# Off-Policy-Evaluation-Lab
Consistent comparison of off-policy evaluation algorithms.


## Setting up the environment
### Setup the a conda environment on python 3.9
```bash
conda create -n ope python=3.9
conda activate ope
```
### Installing D4RL
You need to install D4RL in order to run the experiments.

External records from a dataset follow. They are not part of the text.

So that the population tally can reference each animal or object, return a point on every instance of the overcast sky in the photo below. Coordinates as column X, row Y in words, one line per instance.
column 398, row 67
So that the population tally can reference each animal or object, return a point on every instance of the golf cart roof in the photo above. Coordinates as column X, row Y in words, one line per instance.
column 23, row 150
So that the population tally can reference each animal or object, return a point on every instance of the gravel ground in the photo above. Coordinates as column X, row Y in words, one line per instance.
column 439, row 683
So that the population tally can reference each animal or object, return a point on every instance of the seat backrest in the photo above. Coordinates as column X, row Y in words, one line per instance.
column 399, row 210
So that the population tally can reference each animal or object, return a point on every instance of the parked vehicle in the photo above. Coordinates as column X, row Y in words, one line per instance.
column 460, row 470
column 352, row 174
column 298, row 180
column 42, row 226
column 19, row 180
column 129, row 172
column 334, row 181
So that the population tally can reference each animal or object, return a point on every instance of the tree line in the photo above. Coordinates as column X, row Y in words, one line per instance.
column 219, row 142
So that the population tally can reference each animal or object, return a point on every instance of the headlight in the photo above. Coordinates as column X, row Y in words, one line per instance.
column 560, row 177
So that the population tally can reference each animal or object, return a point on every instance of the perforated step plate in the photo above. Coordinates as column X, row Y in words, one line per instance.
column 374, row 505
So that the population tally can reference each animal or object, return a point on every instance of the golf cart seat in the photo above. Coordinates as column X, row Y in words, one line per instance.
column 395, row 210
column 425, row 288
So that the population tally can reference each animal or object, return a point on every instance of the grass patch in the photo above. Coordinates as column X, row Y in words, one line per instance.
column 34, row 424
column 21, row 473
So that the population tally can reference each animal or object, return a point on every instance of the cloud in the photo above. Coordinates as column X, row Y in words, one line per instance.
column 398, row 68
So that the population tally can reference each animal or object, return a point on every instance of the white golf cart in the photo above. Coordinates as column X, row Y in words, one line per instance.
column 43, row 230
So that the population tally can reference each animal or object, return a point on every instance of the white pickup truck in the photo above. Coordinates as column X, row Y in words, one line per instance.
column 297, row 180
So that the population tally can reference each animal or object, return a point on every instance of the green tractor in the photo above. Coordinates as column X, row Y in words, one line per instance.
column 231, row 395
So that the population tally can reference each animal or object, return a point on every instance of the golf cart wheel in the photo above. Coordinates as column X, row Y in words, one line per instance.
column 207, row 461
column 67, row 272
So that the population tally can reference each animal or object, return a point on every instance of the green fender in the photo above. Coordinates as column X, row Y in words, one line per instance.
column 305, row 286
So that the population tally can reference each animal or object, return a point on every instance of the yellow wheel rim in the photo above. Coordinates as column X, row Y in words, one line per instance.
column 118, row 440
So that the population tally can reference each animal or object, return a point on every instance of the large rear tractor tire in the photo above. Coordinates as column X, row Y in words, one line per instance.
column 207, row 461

You can do this by running the following command:
```bash
pip install git+https://github.com/Farama-Foundation/d4rl@master#egg=d4rl
```

To use MuJoCo 2.1.0, you need a license key and the correct binaries.
please follow the instructions on the [OpenAI mujoco website](hhttps://github.com/openai/mujoco-py) to get the license key and install the correct binaries.

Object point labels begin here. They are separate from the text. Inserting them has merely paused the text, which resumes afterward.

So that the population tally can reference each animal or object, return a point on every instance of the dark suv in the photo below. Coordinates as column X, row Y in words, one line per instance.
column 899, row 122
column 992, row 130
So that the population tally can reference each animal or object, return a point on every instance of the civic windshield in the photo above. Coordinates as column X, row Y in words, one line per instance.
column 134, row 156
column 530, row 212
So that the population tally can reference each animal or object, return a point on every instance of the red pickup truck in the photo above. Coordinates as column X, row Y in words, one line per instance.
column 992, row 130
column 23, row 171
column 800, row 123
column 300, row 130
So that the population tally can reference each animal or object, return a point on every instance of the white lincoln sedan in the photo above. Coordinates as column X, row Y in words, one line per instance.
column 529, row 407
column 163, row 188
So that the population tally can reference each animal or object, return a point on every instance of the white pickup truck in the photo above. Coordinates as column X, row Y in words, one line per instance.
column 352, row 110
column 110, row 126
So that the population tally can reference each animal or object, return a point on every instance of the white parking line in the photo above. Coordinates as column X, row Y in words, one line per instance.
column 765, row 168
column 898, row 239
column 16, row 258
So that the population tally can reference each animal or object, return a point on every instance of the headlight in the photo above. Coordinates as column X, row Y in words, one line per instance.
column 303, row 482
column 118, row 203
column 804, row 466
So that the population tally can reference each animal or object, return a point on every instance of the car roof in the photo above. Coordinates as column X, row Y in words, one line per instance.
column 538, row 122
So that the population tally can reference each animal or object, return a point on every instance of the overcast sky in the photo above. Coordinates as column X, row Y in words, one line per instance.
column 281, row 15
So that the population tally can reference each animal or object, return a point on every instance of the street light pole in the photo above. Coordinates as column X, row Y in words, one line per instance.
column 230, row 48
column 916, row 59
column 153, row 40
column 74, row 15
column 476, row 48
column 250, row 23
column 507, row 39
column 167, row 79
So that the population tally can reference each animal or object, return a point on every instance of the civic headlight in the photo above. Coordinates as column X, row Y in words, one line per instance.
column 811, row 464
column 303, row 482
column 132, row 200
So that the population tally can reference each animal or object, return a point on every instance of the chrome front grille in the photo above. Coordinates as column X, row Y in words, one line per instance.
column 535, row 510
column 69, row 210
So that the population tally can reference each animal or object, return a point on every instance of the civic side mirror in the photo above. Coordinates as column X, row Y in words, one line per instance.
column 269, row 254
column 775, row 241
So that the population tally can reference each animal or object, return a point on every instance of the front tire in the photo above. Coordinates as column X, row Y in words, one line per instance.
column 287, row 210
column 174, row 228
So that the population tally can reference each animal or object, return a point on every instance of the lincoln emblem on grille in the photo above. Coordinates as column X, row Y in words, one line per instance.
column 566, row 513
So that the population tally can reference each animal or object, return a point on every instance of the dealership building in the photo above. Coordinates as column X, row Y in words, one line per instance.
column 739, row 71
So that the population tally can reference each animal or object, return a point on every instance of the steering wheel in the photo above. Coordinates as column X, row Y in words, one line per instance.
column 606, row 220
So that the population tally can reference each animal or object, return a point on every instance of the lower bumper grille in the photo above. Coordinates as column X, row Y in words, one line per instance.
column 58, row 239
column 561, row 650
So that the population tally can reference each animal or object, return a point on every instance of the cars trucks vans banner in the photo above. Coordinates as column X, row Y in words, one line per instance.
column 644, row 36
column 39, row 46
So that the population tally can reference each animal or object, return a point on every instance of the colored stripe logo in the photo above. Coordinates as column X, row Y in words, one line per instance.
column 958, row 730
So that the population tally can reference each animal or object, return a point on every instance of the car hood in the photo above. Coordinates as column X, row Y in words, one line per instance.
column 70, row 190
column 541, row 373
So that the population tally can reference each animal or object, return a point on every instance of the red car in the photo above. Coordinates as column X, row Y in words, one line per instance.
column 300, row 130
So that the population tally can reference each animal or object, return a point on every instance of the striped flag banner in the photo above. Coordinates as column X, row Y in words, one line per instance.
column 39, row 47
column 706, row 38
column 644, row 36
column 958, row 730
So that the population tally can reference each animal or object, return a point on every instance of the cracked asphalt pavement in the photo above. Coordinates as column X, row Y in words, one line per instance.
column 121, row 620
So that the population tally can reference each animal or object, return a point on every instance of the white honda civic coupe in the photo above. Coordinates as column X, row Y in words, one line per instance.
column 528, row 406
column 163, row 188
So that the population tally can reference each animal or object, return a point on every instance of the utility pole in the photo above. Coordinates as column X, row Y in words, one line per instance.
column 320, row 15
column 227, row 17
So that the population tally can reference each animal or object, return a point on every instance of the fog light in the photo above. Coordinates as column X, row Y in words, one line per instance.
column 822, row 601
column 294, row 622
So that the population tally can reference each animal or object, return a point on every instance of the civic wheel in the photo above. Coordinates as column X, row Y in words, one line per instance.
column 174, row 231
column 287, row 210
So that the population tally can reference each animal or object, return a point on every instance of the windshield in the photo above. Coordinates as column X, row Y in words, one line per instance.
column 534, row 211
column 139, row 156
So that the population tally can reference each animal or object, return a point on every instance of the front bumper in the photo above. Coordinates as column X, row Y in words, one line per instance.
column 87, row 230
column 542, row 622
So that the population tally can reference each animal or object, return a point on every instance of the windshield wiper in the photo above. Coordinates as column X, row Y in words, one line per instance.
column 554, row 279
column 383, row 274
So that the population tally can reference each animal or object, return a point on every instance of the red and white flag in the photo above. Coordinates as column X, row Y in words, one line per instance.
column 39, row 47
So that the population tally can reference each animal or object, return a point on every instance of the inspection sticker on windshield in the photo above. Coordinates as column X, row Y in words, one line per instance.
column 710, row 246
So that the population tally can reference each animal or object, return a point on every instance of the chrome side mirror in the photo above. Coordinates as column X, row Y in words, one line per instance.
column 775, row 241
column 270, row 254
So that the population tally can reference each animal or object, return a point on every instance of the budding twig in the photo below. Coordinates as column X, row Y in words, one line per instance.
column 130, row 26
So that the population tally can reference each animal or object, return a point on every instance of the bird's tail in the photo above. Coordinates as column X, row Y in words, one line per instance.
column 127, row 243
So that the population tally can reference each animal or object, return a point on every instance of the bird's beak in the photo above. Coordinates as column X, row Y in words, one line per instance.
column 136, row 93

Once D4RL is installed, you can safely update the environment using the provided myenv.yml:

```bash
conda env update -n ope -f myenv.yml
```

If you want to also run the diffusion policy experiments, you need to install clean diffuser library. Instructions can be found [here](https://cleandiffuserteam.github.io/CleanDiffuserDocs/docs/introduction/installation/installation.html).


## Working with OPE-Lab

This framework supports running off-policy evaluation (OPE) experiments on two types of environments:
1. D4RL benchmark environments (with pre-collected datasets)
2. Standard Gym environments (with custom dataset generation)

### Dataset Management

#### D4RL Environments
For D4RL environments, the datasets are already included in the D4RL package, so no additional dataset generation is required.

#### Gym Environments
For Gym environments, you need to generate datasets using the provided script:

```bash
python opelab/examples/gym/generate_dataset.py --name dataset_name
```

This script:
- Collects trajectories using a specified policy
- Stores observations, actions, rewards, and terminal states
- Computes and saves normalization statistics for the dataset
- Saves everything to the `dataset/dataset_name/` directory

### Training Diffusion Models

For both environment types, you can train diffusion models:

#### For D4RL Environments:
```bash
python opelab/examples/d4rl/diffusion_trainer.py --dataset hopper-medium-v2 --T 16 --D 256 --epochs 100 --output_dir ./trained_models
```

#### For Gym Environments:
```bash
python opelab/examples/gym/diffusion_trainer.py --env Pendulum-v1 --T 2 --D 128 --epochs 100 --train_steps 100 --batch_size 64 --output_dir ./trained_models
```

### Configuring Experiments

Create JSON configuration files to define the experiment setup. Separate configurations are needed for D4RL and Gym environments.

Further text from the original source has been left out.